What else has Gates got, in terms of an anti-inequality agenda? Well, like so many one-percenters, the man is obsessed with school reform. “The greatest cause of inequity, the greatest challenge to America’s continued leadership in innovation,” he says, “is the failures of the education system.” He focuses his remarks on public schools at the K-12 level, but actually, those schools are performing relatively well, and there is little evidence that the reforms he advocates—charter schools, more technology, etcetera—would alleviate inequality.

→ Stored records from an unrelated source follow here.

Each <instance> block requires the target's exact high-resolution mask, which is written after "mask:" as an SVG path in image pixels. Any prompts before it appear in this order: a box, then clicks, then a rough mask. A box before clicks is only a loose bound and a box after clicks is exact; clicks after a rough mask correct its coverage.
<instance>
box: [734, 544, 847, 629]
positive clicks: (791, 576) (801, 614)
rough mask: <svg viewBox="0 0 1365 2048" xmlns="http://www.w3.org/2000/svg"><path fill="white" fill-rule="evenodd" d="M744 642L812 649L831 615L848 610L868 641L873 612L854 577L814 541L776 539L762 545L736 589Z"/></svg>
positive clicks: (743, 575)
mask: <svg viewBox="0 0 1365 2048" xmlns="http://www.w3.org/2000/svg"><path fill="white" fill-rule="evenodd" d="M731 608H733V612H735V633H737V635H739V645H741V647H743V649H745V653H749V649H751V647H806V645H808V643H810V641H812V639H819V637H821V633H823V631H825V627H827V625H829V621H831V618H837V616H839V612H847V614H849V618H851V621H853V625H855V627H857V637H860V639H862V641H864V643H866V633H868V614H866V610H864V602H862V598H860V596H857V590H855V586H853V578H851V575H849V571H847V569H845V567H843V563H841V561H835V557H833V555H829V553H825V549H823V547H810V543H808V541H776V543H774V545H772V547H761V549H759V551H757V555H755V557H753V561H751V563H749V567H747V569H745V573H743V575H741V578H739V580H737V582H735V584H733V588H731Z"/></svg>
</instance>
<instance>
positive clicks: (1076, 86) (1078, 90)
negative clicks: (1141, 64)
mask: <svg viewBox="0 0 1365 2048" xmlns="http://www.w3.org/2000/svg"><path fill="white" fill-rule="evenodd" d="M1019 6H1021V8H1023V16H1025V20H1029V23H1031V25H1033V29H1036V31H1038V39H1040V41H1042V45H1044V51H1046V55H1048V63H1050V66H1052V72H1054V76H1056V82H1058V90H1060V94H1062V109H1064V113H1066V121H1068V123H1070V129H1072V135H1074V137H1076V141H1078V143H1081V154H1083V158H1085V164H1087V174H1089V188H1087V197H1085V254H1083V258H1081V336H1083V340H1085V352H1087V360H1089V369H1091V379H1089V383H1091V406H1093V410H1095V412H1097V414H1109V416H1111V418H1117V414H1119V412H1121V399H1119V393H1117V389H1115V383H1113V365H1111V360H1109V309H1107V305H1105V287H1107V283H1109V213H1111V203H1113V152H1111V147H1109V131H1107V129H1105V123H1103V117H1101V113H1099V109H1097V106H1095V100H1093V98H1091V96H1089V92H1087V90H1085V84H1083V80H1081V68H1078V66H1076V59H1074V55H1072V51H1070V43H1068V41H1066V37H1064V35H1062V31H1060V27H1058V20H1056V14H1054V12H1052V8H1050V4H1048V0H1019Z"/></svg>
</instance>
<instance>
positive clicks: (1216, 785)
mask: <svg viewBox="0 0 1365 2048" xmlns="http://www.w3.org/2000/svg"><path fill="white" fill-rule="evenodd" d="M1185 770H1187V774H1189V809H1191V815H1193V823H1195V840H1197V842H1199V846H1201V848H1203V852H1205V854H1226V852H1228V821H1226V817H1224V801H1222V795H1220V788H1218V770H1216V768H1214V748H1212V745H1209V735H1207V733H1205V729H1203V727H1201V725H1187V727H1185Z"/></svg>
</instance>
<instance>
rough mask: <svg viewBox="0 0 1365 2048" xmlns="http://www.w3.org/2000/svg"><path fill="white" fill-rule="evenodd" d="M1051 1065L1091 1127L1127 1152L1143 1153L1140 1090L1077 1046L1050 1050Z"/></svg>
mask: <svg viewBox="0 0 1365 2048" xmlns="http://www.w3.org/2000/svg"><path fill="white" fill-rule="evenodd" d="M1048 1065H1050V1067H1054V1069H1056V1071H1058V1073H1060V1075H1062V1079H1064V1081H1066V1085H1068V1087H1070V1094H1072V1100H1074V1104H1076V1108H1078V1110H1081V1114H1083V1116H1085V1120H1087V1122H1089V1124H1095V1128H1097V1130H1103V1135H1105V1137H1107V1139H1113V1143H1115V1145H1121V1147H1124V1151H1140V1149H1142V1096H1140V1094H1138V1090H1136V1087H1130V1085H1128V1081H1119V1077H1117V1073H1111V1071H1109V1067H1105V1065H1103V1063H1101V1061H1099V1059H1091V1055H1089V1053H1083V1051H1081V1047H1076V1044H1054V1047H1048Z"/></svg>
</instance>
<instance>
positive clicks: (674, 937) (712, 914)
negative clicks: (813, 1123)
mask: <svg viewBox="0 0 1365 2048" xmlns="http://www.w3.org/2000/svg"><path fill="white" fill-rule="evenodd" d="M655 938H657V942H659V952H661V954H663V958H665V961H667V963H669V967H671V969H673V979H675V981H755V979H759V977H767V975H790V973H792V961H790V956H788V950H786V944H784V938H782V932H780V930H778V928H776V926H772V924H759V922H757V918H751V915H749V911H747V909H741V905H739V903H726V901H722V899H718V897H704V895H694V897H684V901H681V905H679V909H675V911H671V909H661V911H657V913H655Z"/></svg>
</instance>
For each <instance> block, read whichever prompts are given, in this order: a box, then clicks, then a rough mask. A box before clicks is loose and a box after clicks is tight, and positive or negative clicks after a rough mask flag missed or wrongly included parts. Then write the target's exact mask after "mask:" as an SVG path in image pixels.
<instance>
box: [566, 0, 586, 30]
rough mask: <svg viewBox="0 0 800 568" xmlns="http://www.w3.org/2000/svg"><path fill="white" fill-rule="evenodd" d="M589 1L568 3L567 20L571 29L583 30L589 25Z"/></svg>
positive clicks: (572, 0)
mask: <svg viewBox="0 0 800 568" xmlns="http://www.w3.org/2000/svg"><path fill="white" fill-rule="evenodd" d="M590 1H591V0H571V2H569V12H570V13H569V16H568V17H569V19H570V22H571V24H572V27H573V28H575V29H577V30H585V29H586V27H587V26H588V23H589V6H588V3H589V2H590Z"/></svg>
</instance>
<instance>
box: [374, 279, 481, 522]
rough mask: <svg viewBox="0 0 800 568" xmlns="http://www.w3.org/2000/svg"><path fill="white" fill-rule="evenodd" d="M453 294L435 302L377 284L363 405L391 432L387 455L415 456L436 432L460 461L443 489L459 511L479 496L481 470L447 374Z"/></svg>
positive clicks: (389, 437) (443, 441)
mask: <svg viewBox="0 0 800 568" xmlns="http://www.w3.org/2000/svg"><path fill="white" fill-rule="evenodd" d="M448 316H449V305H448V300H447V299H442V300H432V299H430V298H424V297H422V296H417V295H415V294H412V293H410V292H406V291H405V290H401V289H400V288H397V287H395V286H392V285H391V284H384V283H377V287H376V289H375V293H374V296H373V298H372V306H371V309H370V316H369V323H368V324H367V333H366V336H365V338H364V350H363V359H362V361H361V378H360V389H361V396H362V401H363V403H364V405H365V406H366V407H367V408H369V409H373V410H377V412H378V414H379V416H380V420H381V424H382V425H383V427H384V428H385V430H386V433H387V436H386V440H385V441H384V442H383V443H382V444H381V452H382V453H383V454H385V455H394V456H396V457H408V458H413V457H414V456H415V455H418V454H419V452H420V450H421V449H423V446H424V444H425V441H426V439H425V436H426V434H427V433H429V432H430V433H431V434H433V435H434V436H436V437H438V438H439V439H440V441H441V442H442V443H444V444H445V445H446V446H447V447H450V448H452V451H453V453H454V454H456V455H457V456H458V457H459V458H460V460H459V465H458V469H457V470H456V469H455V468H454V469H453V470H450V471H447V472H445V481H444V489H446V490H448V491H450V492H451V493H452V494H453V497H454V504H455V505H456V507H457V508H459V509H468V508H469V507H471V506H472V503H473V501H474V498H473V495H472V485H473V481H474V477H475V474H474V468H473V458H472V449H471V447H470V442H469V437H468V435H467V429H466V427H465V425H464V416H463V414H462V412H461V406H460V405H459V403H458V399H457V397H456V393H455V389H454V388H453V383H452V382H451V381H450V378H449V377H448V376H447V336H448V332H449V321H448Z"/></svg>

Gates is oddly silent about the two educational policies that would do the most to promote equality: enacting universal pre-K (which leads to better employment and education outcomes for poor children) and making college more affordable (research shows that low-income students with high test scores are no more likely to graduate from college than low-scoring rich kids).

I’ve often wondered why the one percenters are so hell-bent on K-12 reform when it’s our nation’s pre-K system and public colleges that could actually use some help. I have a strong suspicion that much of what warms the cockles of their philanthropic hearts about the movement to “reform” American public schools is the unparalleled opportunity it affords to administer an old-fashioned beat-down to labor, in the form of the teachers’ unions. Bill Gates may be one of the cool billionaires, but deep down, he’s a traditional values kind of guy.